Alors qu'un quart des chefs d'exploitation ou d'entreprise agricole sont des femmes et que, selon le ministère de l'Agriculture, 30 % des entreprises ou exploitations agricoles sont, en 2016, dirigées ou codirigées par une femme, les instances de décision de la profession demeurent très masculines et les femmes qui exercent des responsabilités dans le domaine de l'agriculture restent encore relativement peu nombreuses .

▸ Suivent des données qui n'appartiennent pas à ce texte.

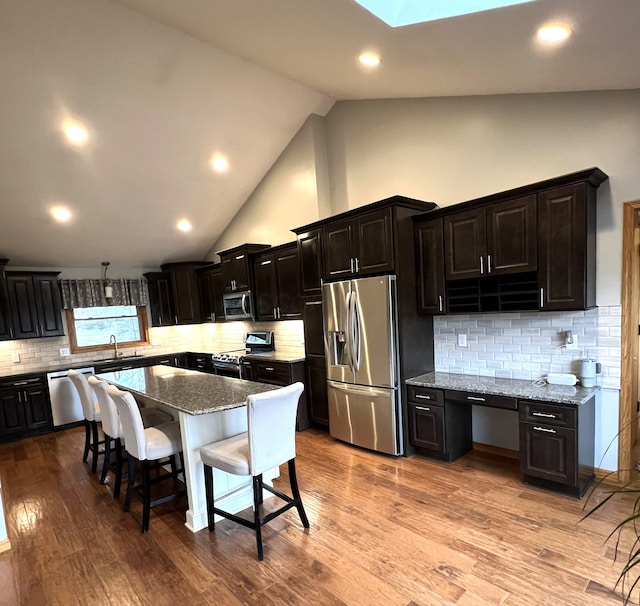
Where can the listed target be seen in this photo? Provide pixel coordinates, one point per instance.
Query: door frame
(630, 299)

Cette image commence par le plus haut niveau politique, le niveau ministériel : depuis le début de la V ème République, on ne compte que deux femmes ministres de l'agriculture : Édith Cresson, de 1981 à 1983, et Christine Lagarde, que l'on ne rappellera ici que pour mémoire, car elle n'est restée à la tête de ce ministère qu'un mois, du 18 mai au 18 juin 2007.

Cette impression d'un « pré carré » masculin pour les dossiers agricoles n'est pas sans conséquences, il faut le relever, sur les instances sénatoriales : la commission compétente en matière d'agriculture, la commission des Affaires économiques, qui comptait après le renouvellement sénatorial de 2014 23 % de sénatrices (11 % après celui de 2011), n'a jamais été présidée par une femme 198 ( * ) .

Le fait qu'une femme, Christiane Lambert, ait été élue pour la première fois, le 13 avril 2017, à la tête du premier syndicat de la profession, la FNSEA , a été perçu comme un véritable événement . Rappelons qu'il a fallu parcourir un long chemin (en 1976 a eu lieu la première élection d'une femme, Michèle Chezalviel, à la tête d'une fédération départementale du syndicat) pour arriver à cette élection très significative sur le plan symbolique.

Ainsi que l'a rappelé Anne-Marie Bernard, élue en 1957 première présidente de la Commission nationale des agricultrices de la FNSEA, lors du cinquantième anniversaire de cette commission, les 9 et10 novembre 2006 : « Nous étions réellement exploitantes, mais nous étions ignorées dans les organisations professionnelles ».

En 1956, Estelle Deneux-Robin, qui deviendra vice-présidente du Centre national des jeunes agriculteurs (CNJA), confie à Marie-Thérèse Lacombe, militante de la JACF (Jeunesse agricole catholique féminine), épouse de Raymond Lacombe, président de la FNSEA de 1986 à 1992, et auteure de Pionnières ! Les femmes dans la modernisation des campagnes de l'Aveyron de 1945 à nos jours : « J'étais seule, absolument seule, avec des hommes qui ne croyaient vraiment pas que l'on pouvait avoir une place dans le syndicalisme. Jusque-là, nous avions droit au silence et à l'ombre. Nous étions des sans profession, même si on nous qualifiait dans certaines régions de patronnes » 199 ( * ) .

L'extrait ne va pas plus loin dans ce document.